Cape Town Stadium (File)
Cape Town Stadium (File)
Cape Town - Now that the 2010 Soccer World Cup is over, the big question on many people's lips is what is going to happen to the country's showcase stadiums?

While many of those in the bigger cities are likely to be utilised in the future, there are fears that many of those in smaller towns will turn into white elephants and battle to be sustainable.

In order to prevent this happening, Cape Town Stadium, built at a cost of R4.5bn, has been leased by the City to a consortium made up of SAIL and STADEFRANCE for the next 30 years, and it is up to this operator to ensure that the facility makes a profit and is not a further drain on Cape Town ratepayers.

Morné du Plessis, chairperson of the operating company, says he is always asked two questions: Is the new Cape Town Stadium sustainable? And will rugby move into it?

World-class events

"People believe it is not sustainable, and mention the colour of a certain animal, which I won't use. Others believe that the operator got too good a deal, and the City gave away an asset."

He points out that there is no expectation of return on investment for the cost of building the stadium, and that they're only concerned with the sustainability of the operating costs – managing the stadium, maintenance, security, electricity and other costs.

In order to do this, the operator will put on at least 15-20 world class events a year in order to generate income.

He took the opportunity to announce the first event – the Cape Town Stadium Party – on August 27. This will feature the Cape Town kick-off of PSL fixtures and a double-header soccer game, and will also be a thank-you to all those who were involved in the World Cup.

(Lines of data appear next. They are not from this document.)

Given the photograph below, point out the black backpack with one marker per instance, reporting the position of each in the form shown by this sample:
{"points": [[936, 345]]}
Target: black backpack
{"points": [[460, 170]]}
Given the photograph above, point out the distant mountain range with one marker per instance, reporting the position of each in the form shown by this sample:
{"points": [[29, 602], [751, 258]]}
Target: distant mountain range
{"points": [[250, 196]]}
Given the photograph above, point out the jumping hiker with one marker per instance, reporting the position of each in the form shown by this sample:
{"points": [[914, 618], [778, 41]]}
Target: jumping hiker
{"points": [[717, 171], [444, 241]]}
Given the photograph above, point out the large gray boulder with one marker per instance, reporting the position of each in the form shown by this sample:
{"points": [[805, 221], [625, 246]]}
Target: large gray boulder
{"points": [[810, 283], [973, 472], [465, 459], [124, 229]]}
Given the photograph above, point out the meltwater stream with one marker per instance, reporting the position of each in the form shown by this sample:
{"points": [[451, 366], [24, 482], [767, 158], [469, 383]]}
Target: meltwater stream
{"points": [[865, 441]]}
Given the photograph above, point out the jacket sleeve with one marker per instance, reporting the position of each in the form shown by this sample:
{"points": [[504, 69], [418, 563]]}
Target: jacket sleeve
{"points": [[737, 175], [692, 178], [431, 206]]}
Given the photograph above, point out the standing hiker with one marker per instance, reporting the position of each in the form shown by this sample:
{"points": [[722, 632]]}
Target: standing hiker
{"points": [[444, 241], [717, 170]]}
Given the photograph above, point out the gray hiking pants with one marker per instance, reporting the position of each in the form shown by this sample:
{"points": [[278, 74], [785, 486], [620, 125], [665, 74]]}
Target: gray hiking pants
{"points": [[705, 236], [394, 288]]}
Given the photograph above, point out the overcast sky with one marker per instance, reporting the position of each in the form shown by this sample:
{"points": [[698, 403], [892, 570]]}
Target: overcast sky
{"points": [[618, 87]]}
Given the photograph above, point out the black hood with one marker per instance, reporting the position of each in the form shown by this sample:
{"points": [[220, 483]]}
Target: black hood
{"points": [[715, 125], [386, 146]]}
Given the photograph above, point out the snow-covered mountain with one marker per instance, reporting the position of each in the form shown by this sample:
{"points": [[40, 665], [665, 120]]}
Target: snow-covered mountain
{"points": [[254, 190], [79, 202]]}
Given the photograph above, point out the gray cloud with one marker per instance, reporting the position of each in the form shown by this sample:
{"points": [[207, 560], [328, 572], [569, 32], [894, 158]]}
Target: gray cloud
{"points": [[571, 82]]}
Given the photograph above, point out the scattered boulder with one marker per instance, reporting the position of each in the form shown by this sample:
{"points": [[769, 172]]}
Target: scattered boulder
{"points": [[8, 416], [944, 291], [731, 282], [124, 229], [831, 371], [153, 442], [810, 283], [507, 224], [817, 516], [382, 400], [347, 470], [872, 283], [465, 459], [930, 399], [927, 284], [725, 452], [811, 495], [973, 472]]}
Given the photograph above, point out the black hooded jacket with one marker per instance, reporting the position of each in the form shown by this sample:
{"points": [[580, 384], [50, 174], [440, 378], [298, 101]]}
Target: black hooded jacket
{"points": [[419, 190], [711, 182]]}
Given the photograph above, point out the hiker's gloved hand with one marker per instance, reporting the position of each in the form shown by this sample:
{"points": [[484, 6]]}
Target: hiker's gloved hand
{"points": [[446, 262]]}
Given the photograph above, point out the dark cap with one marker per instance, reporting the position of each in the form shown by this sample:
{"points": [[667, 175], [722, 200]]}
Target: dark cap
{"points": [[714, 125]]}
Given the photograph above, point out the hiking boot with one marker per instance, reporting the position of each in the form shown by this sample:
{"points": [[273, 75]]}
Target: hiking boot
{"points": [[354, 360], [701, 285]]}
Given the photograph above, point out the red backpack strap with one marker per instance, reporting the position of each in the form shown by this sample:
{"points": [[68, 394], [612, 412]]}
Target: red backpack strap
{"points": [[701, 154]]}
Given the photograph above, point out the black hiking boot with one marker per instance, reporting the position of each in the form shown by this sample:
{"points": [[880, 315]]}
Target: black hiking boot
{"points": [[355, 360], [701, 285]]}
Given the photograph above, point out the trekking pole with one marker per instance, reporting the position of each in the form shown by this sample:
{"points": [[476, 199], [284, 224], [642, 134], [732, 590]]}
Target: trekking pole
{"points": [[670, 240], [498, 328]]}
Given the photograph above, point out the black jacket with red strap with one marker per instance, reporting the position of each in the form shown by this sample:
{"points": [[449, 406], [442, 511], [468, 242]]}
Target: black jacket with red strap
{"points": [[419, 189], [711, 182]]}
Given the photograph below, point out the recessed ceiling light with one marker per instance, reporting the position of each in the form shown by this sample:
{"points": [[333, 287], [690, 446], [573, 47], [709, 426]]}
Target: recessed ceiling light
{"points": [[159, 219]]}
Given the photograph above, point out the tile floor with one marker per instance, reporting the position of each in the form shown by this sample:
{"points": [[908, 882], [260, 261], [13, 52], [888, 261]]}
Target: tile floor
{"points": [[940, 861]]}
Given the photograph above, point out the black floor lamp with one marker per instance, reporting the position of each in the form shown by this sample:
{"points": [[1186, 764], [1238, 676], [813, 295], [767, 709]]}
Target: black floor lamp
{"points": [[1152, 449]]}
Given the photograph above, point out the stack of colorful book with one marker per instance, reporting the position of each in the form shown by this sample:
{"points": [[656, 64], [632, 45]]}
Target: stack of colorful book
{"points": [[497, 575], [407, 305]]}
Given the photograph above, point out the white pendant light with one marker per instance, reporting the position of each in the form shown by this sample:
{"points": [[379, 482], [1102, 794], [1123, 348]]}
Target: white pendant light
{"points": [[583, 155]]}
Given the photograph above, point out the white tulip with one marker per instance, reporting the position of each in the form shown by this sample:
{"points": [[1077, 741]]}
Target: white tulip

It will feature cheap tickets, and the Fan Walk will be in operation.

There are also plans for a Bafana Bafana game, a top international concert and a charity match in November, the Cape Town Stadium Soccer Festival in February and the Vodacom Challenge.

The operating company is also in discussions with local PSL teams, as well as Western Province Rugby, and is hoping for a Stormers v Saracens game in February, as well as a Varsity Cup match, Tri-Nations match and the Sevens tournament in 2011.

There will also be a New Year's Eve event, as well as other concerts and religious gatherings. The Visitors' Centre will reopen on August 3.


Regarding rugby, Du Plessis pointed out that there are a lot of factors to be considered, including commercial and contractual obligations with suite and season ticket holders at Newlands, as well as advertisers and sponsors. "There are also very strong emotional bonds at Newlands."

He said the rugby authorities represent clubs, players and the public, and they will ultimately decide. "We can't hide from the fact that this stadium is now here, and it has to be dealt with."

He also called for the Environmental Record of Decision published before the stadium was built to be revisited, in order to allow the stadium to "push the commercial boundaries" and consider public parking, having a restaurant in the stadium, so that the stadium can reach its full potential. He promised to consult closely with ratepayers and authorities in this.